A cybercriminal intruding from outside of the premises, e.g., only via a network, would be equally hard-pressed to gather everyone's passwords from sticky notes stuck to monitors, too.
The reason that passwords recorded on sticky notes is "against the rules" is that doing so increases insider risk. When credentials are used only to thwart "outsiders", whether they are written on a note that is kept at hand by the user(s) is largely irrelevant -- unless and until the intrusion becomes the physical presence of the "outsider" or an "insider" provides those credentials to them. (I've read and used credentials included in the instructions which were attached to fax machines.)

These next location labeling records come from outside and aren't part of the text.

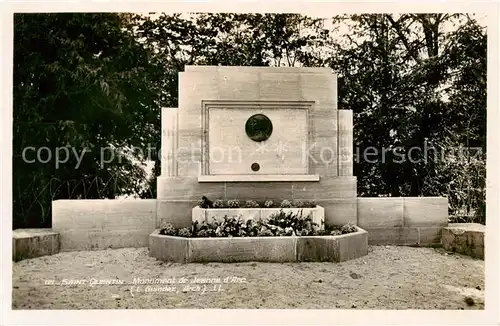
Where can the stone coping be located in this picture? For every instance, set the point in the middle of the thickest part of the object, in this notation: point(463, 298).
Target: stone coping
point(259, 213)
point(263, 249)
point(259, 178)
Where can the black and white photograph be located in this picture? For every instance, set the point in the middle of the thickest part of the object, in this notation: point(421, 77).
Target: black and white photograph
point(194, 159)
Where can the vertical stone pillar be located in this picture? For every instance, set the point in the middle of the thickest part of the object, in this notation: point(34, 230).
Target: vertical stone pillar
point(169, 142)
point(345, 141)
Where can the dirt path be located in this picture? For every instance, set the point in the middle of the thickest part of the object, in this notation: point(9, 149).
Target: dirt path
point(387, 278)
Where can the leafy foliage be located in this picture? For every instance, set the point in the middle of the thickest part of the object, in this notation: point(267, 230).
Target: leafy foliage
point(278, 224)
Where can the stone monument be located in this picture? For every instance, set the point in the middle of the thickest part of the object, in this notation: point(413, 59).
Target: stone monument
point(256, 133)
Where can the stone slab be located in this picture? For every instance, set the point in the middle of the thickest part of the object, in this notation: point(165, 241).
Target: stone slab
point(176, 212)
point(464, 238)
point(32, 243)
point(207, 215)
point(340, 211)
point(404, 236)
point(380, 212)
point(425, 211)
point(352, 245)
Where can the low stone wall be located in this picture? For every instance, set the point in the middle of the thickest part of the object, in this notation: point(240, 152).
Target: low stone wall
point(464, 238)
point(32, 243)
point(264, 249)
point(101, 224)
point(403, 220)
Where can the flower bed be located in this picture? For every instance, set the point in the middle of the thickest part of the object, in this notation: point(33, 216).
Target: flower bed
point(285, 234)
point(329, 248)
point(278, 223)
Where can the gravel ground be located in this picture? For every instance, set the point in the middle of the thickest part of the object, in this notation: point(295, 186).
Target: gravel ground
point(387, 278)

IIRC, Mr. Herley shows that increasing the possible number of user-IDs significantly beyond the number of user-IDs which are in use has the greatest benefit. That probably would entail increasing the number of bits (or bytes) in the possible user-IDs, thus in all user-IDs, of course.
What credentials boil down to is that whether the user ID can and should be longer and/or more complex, and the password can possibly be shorter, something significant must be kept secret or there is no point in using a "user-name + password" combination to secure anything. Else, it is like having a locked padlock left with the key inserted into it.